De acordo com o médico, a recomendação dada por ele foi que os exames sejam repetidos para que se descubra o que realmente está acontecendo com a paciente Maria de Lourdes. “Temos que pegar os resultados e comparar para complementar o atendimento. Mas é bom que o público saiba o seguinte: nós, das UPAs, não temos essa autoridade de internar um paciente nos hospitais conveniados com o SUS. Mesmo em casos de extrema gravidade, há algumas restrições. O procedimento correto é encaminhar o paciente ao SUS-Fácil, para aguardarmos a coordenação abrir uma vaga e, só então, encaminhá-lo ao hospital”, afirmou.

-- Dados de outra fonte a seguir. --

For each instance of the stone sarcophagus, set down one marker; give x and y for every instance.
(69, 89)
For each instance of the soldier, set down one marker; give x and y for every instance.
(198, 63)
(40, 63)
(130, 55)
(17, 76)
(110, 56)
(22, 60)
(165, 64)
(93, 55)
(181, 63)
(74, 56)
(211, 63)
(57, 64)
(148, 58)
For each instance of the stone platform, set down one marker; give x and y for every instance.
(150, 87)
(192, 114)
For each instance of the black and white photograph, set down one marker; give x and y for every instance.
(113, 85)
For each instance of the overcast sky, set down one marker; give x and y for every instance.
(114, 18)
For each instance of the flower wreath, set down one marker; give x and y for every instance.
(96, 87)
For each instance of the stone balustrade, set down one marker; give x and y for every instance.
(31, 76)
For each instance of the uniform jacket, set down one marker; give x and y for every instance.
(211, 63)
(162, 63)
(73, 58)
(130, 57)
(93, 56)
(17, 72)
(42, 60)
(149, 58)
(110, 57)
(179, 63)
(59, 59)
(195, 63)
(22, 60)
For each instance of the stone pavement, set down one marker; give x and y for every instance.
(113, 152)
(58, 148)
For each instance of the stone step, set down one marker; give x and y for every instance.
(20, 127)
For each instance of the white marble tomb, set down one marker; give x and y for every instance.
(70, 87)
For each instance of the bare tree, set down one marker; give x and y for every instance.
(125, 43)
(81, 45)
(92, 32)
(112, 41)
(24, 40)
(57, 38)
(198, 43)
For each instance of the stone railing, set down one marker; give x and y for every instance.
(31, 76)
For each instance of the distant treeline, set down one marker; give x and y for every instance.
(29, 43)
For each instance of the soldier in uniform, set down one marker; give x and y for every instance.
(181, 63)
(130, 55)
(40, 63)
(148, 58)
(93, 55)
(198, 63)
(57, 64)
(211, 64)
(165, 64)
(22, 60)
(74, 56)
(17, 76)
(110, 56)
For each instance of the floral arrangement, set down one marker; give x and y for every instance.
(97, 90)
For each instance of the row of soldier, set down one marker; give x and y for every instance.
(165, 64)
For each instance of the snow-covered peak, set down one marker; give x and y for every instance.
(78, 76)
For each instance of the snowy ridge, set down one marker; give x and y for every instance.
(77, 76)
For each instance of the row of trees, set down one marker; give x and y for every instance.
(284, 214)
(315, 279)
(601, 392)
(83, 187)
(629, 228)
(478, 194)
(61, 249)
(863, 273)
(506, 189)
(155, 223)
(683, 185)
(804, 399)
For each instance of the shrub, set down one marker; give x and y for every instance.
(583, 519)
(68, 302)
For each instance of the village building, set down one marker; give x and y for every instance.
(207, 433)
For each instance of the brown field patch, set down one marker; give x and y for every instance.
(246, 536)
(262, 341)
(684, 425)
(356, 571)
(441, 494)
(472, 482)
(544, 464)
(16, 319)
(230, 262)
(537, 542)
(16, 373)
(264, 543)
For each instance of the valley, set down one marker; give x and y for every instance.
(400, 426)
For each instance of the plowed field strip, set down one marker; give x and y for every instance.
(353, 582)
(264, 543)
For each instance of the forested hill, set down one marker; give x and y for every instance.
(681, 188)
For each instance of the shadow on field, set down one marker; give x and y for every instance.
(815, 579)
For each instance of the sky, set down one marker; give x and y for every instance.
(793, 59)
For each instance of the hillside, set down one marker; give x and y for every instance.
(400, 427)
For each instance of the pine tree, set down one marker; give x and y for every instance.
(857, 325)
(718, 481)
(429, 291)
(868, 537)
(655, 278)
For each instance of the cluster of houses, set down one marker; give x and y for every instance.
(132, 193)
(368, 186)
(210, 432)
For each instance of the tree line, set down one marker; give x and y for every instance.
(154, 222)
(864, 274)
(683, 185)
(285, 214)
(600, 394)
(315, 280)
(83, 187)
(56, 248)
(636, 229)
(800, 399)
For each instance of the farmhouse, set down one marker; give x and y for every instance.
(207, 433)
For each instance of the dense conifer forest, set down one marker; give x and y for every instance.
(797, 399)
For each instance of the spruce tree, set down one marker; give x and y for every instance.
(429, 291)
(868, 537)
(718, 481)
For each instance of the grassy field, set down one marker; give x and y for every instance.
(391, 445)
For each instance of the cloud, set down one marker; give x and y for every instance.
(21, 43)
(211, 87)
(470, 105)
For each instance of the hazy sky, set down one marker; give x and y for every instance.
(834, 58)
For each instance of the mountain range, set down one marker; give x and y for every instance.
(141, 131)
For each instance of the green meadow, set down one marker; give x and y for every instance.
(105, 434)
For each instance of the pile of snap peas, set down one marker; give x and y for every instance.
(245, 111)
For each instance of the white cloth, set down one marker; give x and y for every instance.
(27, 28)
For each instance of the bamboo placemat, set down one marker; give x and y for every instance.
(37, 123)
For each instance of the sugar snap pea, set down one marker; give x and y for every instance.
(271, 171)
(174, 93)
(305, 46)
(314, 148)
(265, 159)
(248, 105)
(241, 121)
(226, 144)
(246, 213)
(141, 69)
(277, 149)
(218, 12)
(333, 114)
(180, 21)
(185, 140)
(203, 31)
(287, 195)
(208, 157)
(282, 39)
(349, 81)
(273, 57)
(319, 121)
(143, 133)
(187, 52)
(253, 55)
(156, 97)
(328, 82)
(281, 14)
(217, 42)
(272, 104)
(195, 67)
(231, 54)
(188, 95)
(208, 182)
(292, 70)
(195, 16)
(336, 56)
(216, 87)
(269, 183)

Abade disse ainda que todos os pacientes atendidos na UPA são avaliados pelo médico responsável, o qual irá dizer se há ou não a necessidade de uma internação. “Tudo depende da gravidade do caso. Diante do quadro clínico é que vamos encaminhar o paciente ao hospital. É bem verdade que chegam casos muito graves em que temos que colocar a pessoa rapidamente em um hospital para que ela não venha a óbito. Se dependesse apenas de nós seria fácil, mas não temos essa liberdade”, revelou.
Em relação à suposta declaração do médico de que a paciente só conseguiria uma vaga quando estivesse dando seu último suspiro, Abade deixou claro que o caso será averiguado. “Evidentemente vamos analisar o caso. Mas, acredito que há um mal-entendido nisso tudo”, finalizou.